Et, tout en disant cela, il le baisait et le caressait comme si c’eût été une personne raisonnable. L’âne se taisait, ne sachant que dire, et se laissait baiser et caresser par Sancho, sans lui répondre une seule parole. Toute la compagnie arriva, et chacun fit compliment à Sancho de ce qu’il avait retrouvé le grison; don Quichotte, entre autres, qui lui dit qu’il n’annulerait pas pour cela la lettre de change des trois ânons: générosité dont Sancho lui témoigna sa gratitude.
Pendant que le chevalier et l’écuyer s’entretenaient à part, le curé avait complimenté Dorothée sur le tact et l’esprit qu’elle avait montrés, aussi bien dans l’invention de son conte que dans sa brièveté, et dans la ressemblance qu’elle avait su lui donner avec les livres de chevalerie. Elle répondit qu’elle s’était fort souvent amusée à en lire, mais que, ne sachant pas aussi bien où étaient les provinces et les ports de mer, elle avait dit à tout hasard qu’elle avait débarqué à Osuna.

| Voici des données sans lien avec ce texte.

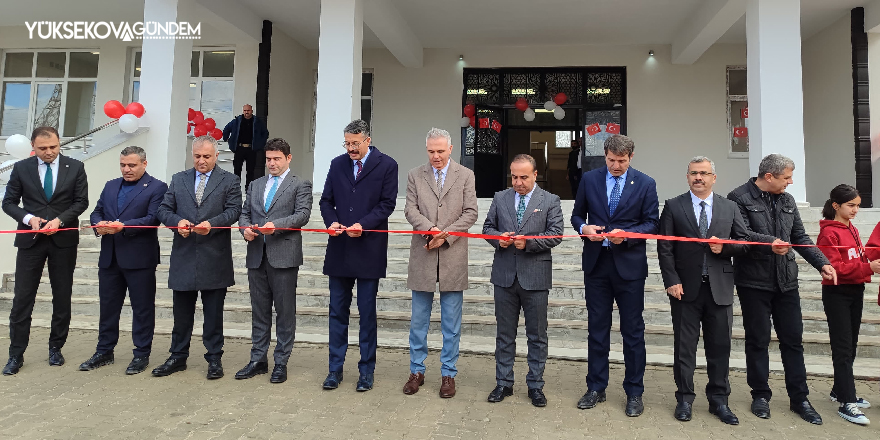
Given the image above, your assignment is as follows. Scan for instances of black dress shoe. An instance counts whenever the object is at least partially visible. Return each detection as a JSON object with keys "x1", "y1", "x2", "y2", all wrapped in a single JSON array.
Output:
[
  {"x1": 153, "y1": 357, "x2": 186, "y2": 377},
  {"x1": 355, "y1": 373, "x2": 373, "y2": 392},
  {"x1": 3, "y1": 356, "x2": 24, "y2": 376},
  {"x1": 709, "y1": 405, "x2": 739, "y2": 425},
  {"x1": 529, "y1": 388, "x2": 547, "y2": 408},
  {"x1": 208, "y1": 359, "x2": 225, "y2": 380},
  {"x1": 79, "y1": 351, "x2": 113, "y2": 371},
  {"x1": 675, "y1": 402, "x2": 694, "y2": 422},
  {"x1": 269, "y1": 365, "x2": 287, "y2": 383},
  {"x1": 488, "y1": 385, "x2": 513, "y2": 403},
  {"x1": 790, "y1": 400, "x2": 822, "y2": 425},
  {"x1": 626, "y1": 396, "x2": 645, "y2": 417},
  {"x1": 49, "y1": 348, "x2": 64, "y2": 367},
  {"x1": 125, "y1": 356, "x2": 150, "y2": 375},
  {"x1": 752, "y1": 397, "x2": 770, "y2": 419},
  {"x1": 578, "y1": 390, "x2": 605, "y2": 409},
  {"x1": 235, "y1": 362, "x2": 269, "y2": 379},
  {"x1": 322, "y1": 371, "x2": 342, "y2": 390}
]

«Je m’en suis aperçu, reprit le curé, et c’est pour cela que je me suis empressé de dire ce que j’ai dit, et qui a tout réparé. Mais n’est-ce pas une chose étrange que de voir avec quelle facilité ce malheureux gentilhomme donne tête baissée dans toutes ces inventions et dans tous ces mensonges, seulement parce qu’ils ont l’air et le style des niaiseries de ses livres?
– Oui, certes, ajouta Cardénio, c’est une folie tellement bizarre, tellement inouïe, que je ne sais si, voulant l’inventer et la fabriquer à plaisir, on trouverait un esprit assez ingénieux pour l’imaginer.
– Mais il y a, reprit le curé, une autre chose encore plus étrange: c’est que hors des extravagances que dit ce bon gentilhomme à propos de sa monomanie, on n’a qu’à traiter un autre sujet, il va discourir très-pertinemment, et montrera une intelligence claire et sensée en toutes choses. De sorte que, si l’on ne touche à la corde de la chevalerie errante, il n’y aura personne qui ne le prenne pour un homme de bon sens et de droite raison.»
De l’exquise conversation qu’eut don Quichotte avec Sancho Panza, son écuyer, ainsi que d’autres aventures
Tandis que ceux-ci s’entretenaient de la sorte, don Quichotte continuait sa conversation avec Sancho.